I was working on figuring out what was going on with my instance and @vpzom@narwhal.city helped me figure it out.

One key thing as an admin is heading into your postgresql database and looking at the tasks. It seems like there's often good information in the tasks table as to what the system is thinking and why.

First, I logged into postgresql. I just started with:


Then I connected to my database using:

\c lotide [username] [port]

The default port is 5432, for reasons known only to the illuminati, my database is running at 5433.

It will ask you for your password, then you'll be logged in.

you can see information about the tables in the database by typing \d. You can find information about a specific table by typing \d [tablename].

Initially I tried select * from task; but it looked like it didn't work at first because the amount of characters in some of the columns are massive -- far larger than my screen so I was just scrollling and scrolling. When there is scrolling, postgresql is nice to you and gives you something you can scroll around with the arrow keys. In that case, the prompts changes to a : and you need to press q to quit that state and return to the normal sql prompt.

vpzom suggested I try SELECT id, state, latest_error FROM task ORDER BY created_at DESC; which showed all the pending and completed requests.

Ultimately, I also tried select id, state,kind,latest_error,attempts,max_attempts from task where state='pending'; which helped me understand not just that there were pending transactions, but in some cases why I had pending transactions. After I resolved the issue, I could see 3 spots where the transactions were still pending, but the error message indicated it was due to the remote node misbehaving so there wasn't anything I could do about that.

One final thing: when I was looking at error messages, I started in the system log using journalctl -xe. the only error messages I saw there were ones thrown by systemd.

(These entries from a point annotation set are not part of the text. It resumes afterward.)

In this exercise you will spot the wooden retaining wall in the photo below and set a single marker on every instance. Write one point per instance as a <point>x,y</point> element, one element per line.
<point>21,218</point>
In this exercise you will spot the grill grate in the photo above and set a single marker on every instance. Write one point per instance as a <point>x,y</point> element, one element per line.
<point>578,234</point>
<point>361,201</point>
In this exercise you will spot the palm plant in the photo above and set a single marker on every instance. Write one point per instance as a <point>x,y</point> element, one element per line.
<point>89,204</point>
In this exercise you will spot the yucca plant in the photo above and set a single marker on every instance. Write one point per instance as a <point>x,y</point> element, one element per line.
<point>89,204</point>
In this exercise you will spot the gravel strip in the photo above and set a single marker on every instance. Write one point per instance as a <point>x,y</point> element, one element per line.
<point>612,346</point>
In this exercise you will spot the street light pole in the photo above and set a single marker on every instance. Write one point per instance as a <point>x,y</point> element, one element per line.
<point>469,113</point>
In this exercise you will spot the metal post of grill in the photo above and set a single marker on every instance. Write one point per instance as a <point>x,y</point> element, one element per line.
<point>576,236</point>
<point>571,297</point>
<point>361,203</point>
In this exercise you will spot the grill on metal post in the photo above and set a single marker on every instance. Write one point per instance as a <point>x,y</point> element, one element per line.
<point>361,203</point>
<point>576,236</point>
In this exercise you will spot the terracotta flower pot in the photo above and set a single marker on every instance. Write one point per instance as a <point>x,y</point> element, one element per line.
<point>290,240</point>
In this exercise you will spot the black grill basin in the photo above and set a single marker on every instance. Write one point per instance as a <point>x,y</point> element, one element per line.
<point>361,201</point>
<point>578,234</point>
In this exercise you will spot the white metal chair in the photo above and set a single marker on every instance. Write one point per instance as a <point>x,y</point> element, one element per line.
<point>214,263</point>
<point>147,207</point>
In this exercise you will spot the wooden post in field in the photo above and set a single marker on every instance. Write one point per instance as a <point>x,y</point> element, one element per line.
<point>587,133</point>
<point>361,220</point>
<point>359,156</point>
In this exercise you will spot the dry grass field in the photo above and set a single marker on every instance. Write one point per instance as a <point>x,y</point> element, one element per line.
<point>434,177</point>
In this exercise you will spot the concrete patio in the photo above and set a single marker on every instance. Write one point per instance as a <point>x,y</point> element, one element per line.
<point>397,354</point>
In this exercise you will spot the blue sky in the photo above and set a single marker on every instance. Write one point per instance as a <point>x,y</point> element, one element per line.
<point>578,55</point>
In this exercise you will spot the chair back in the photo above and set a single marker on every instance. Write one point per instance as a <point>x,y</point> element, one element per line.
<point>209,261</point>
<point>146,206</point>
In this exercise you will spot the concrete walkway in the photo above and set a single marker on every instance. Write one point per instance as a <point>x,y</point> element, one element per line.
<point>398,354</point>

In order to see the error messages thrown by lotide itself, I had to use systemctl status lotide which seems to track the messages that would be displayed on the command line.

In my case, the backend didn't seem to be sending any messages or even trying. The attempts field said '0', whereas the completed transactions said at least 1. When I looked at systemctl I noted that especially after a reboot the log seemed to be trying to constantly restart lotide but it was complaining that it was already running or there was some other problem. This suggested to me that lotide had a process running in the background that hadn't correctly exited. I added a killall lotide command to the script I use to start the backend and immediately the tasks started running.

As an additional prophylactic measure because I'm not a full-time system administrator and therefore can't be around to tinker with my servers when I'm not around my computer, I added a line to my crontab to restart the lotide service every day to ensure it won't hang up. Might be overkill, but it appears that it's a simple solution that doesn't really have any downsides. The restart takes seconds and the site doesn't go down if federation restarts, so it's low risk for the potential reward of not having any problems while I'm away.